Слова, которыми Сверч разбудил бабушку наутро, совсем не походили на волшебные:

— Тысяча зыбунов! Я понял, зачем подослали Лю! — ударил Сверч кулаком по совершенно невинному тюфяку.

— Зачем? — сонно спросила Муша.

— Чтобы меня отравить! Впрыснули яд в пену для бритья, и, побрившись, я бы умер в страшных корчах!

Сверч подбежал к сумке, в которую бабушка сунула купленные товары:

— Надо выкинуть всю эту гадость!

— Давай я твою пену сама выброшу!

Но дедушка уже вытряхивал из сумки косметику и неизвестно как попавшие туда парики.

— Оставь хотя бы крем для рук! — взмолилась бабушка. — Меня же не собирались убивать!

Дедушка ударом локтя распахнул окно и высыпал в воду пахучие снадобья вместе с париками, которые бабушка собиралась на досуге примерить.

— Может, и не собирались, — повернулся он к Муше. — Но ты кремом намажешься, а потом до меня дотронешься, и я умру! Тогда и выяснится, что твои кремы тоже были отравлены.

Рыбы, тыкаясь носами в опускавшиеся на дно вещи, разочарованно убеждались, что съестными припасами тут не пахнет. И вправду пахло только вдохновением, но им, как известно, не насытишься.

Плотвичка на мгновение напялила на себя черный парик, но быстро выскользнула из-под него. Ерш с интересом рассматривал пену, размышляя, не побриться ли.

Растолкав рыбью мелкоту, щука неторопливо смазала свои плавники кремом «Варежки», подвигала ими туда-сюда и на всю протоку объявила, что теперь сможет плавать в три раза быстрее.

В страхе рыбы бросились врассыпную.



Глава 11. Хвосты разнообразных существ


Ах, как не хотелось Лю покидать уютную протоку, по которой, как бесшумная галька, скакали солнечные блики, а под мостом с пятками в тине стояла такая честная тишина, что на ней держался и мост собственной деревянной персоной, и заброшенный дебаркадер с притулившейся к нему бочкой.

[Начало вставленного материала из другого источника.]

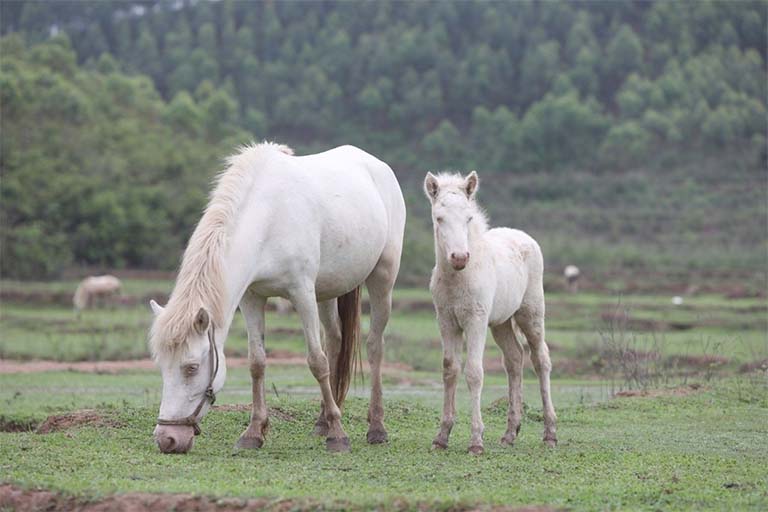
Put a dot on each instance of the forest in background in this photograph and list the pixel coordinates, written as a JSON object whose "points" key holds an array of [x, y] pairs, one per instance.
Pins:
{"points": [[621, 134]]}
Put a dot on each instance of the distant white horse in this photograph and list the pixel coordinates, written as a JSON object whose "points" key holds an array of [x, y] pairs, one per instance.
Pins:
{"points": [[485, 278], [572, 274], [311, 229], [94, 288]]}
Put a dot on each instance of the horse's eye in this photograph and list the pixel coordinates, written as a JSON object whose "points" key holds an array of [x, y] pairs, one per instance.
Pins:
{"points": [[190, 370]]}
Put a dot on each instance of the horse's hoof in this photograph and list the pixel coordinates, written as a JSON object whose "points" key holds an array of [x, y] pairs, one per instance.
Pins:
{"points": [[439, 445], [249, 443], [476, 449], [337, 444], [508, 440], [377, 436]]}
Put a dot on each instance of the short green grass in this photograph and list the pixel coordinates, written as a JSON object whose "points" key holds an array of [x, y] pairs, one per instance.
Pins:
{"points": [[706, 450]]}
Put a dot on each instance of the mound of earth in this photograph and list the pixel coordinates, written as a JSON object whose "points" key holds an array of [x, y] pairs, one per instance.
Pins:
{"points": [[86, 417]]}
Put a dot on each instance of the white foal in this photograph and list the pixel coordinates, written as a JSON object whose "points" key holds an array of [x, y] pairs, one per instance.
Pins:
{"points": [[485, 278]]}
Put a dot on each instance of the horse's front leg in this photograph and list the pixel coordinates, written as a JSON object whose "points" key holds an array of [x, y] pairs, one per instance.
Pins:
{"points": [[304, 301], [452, 344], [252, 306], [475, 333]]}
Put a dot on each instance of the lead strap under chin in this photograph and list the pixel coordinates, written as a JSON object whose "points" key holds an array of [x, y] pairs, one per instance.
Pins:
{"points": [[208, 395]]}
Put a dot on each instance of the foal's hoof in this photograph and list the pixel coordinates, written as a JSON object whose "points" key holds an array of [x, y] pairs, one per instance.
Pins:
{"points": [[377, 436], [337, 444], [476, 449], [439, 445], [249, 443], [508, 439]]}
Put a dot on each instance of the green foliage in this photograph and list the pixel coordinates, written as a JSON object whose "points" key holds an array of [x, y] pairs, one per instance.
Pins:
{"points": [[115, 118]]}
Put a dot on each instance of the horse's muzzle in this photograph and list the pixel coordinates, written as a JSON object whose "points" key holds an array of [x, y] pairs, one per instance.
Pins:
{"points": [[174, 438]]}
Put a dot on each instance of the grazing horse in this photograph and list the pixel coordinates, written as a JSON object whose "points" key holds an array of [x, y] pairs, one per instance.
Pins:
{"points": [[485, 278], [93, 288], [311, 229]]}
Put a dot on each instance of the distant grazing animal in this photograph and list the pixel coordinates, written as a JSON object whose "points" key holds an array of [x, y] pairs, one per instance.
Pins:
{"points": [[485, 278], [94, 289], [572, 274], [311, 229]]}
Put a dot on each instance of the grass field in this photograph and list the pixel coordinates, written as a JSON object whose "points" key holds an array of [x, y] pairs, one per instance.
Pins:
{"points": [[699, 443]]}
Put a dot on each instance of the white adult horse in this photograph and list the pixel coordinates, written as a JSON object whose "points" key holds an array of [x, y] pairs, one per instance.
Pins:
{"points": [[310, 229], [94, 288], [485, 278]]}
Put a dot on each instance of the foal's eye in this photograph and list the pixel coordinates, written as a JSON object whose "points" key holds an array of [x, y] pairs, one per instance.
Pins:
{"points": [[190, 370]]}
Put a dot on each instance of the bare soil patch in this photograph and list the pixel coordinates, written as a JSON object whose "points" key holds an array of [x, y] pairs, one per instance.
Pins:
{"points": [[85, 417], [22, 500], [653, 393]]}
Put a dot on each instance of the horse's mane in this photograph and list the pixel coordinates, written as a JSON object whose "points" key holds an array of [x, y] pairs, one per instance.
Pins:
{"points": [[200, 281], [453, 183]]}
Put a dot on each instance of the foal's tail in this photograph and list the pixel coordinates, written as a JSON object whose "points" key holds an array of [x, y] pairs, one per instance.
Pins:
{"points": [[349, 315]]}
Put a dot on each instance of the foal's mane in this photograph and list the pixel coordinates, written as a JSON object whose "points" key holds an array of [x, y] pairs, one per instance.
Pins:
{"points": [[200, 281], [453, 183]]}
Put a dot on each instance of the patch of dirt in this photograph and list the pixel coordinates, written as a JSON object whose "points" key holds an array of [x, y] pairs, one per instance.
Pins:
{"points": [[85, 417], [698, 361], [34, 500], [652, 393], [9, 425], [754, 365]]}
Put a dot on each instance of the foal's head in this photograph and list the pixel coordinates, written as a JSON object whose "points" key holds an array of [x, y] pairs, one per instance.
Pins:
{"points": [[185, 358], [453, 212]]}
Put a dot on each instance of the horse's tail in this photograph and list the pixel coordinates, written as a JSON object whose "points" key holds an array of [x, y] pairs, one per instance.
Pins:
{"points": [[349, 315], [80, 299]]}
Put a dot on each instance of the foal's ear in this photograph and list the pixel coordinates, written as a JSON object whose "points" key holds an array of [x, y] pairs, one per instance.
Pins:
{"points": [[201, 321], [156, 308], [470, 184], [431, 188]]}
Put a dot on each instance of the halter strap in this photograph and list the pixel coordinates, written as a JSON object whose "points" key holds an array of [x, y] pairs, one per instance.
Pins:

Но зато в одиночестве ей стало, пусть на пушинку, но все-таки легче. Невыносимо было смотреть в глаза брату и Муше и притворяться прежней Лю, ощущая себя при этом последним лживым червяком, ползучей кишкой, набитой разной дрянью.

Когда она решила переселиться к ним, ей задешево предложили контрабандный бальзам для ращения бровей, сделанный на Извилистой Реке. Многим мостовичкам нравилось иметь брови такой мохнатости, что не снилась шмелям. И Лю приобрела запретный товар. Вмиг ее забрали в полицию, обвинив в подрыве торговли Прямой Реки. «У нас своих бальзамов пруд пруди!» — гремел полицейский начальник.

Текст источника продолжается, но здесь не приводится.